By Angus Whitley
Sept. 2 (Bloomberg) -- Westpac Banking Corp., Australia’s largest lender, and its biggest rivals may begin returning A$16 billion ($13 billion) of capital to investors next year as bad debts ease, according to Credit Suisse Group AG.
“A lot of capital’s going to get released,” James Ellis, a banking analyst at Credit Suisse, said today at a media briefing in Sydney. “We’ll see a capital management theme coming through. Stock buybacks have been the mechanism traditionally used.”
Funds will be available for shareholders even after accounting for potential takeovers by Australia & New Zealand Banking Group Ltd. and National Australia Bank Ltd., Ellis said. Capital ratios, key measures of banks’ financial strength, will climb without additional fundraisings as the risk of defaults diminishes with the financial crisis coming to an end, he said.
Australia’s four largest banks, including Commonwealth Bank of Australia, have bolstered capital ratios to protect themselves from a surge in soured loans. Those bad debts will peak this year, and after that, excess funds will become a drag on earnings per share, according to Credit Suisse.
Australia’s biggest banks may also be more likely to consider buying Suncorp-Metway Ltd., the Australian banking and insurance company that last week reported a 40 percent slump in fiscal-year profit, because it’s easier to evaluate potential bad debts, said Arjan van Veen, a Sydney-based insurance analyst at Credit Suisse.

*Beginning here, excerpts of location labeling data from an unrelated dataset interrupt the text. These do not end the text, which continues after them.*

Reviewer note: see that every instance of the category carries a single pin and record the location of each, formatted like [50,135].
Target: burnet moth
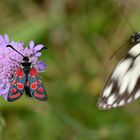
[26,80]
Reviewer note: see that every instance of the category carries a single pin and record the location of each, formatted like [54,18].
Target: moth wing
[17,87]
[123,85]
[37,88]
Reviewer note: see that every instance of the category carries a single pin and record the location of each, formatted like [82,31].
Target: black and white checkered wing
[123,85]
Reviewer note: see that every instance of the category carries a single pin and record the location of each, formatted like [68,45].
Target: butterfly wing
[123,85]
[17,87]
[37,88]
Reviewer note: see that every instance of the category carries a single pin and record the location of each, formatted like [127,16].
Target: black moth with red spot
[26,80]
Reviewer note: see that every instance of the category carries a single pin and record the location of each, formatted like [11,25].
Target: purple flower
[10,60]
[41,66]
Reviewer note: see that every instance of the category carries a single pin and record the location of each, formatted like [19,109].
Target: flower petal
[38,47]
[6,38]
[38,54]
[31,44]
[41,66]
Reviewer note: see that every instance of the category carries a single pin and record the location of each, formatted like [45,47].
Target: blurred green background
[81,36]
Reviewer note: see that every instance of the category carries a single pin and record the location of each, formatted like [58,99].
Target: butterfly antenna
[118,49]
[14,50]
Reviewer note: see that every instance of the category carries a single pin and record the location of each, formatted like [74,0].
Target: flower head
[10,60]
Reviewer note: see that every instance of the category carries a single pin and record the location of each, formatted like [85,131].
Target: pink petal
[38,47]
[6,38]
[31,45]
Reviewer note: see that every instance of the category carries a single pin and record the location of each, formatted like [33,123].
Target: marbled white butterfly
[123,85]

“They’re much more willing to do a transaction at the right price,” he said. “There’s been a shift in sentiment among the major banks.”
Bidders may have to pay about A$4.9 billion for Suncorp’s banking business, based on 1.8 times the division’s net tangible assets, van Veen said.
Jamin Smith, a spokesman for Suncorp, said it’s not appropriate for the company to comment on analyst research.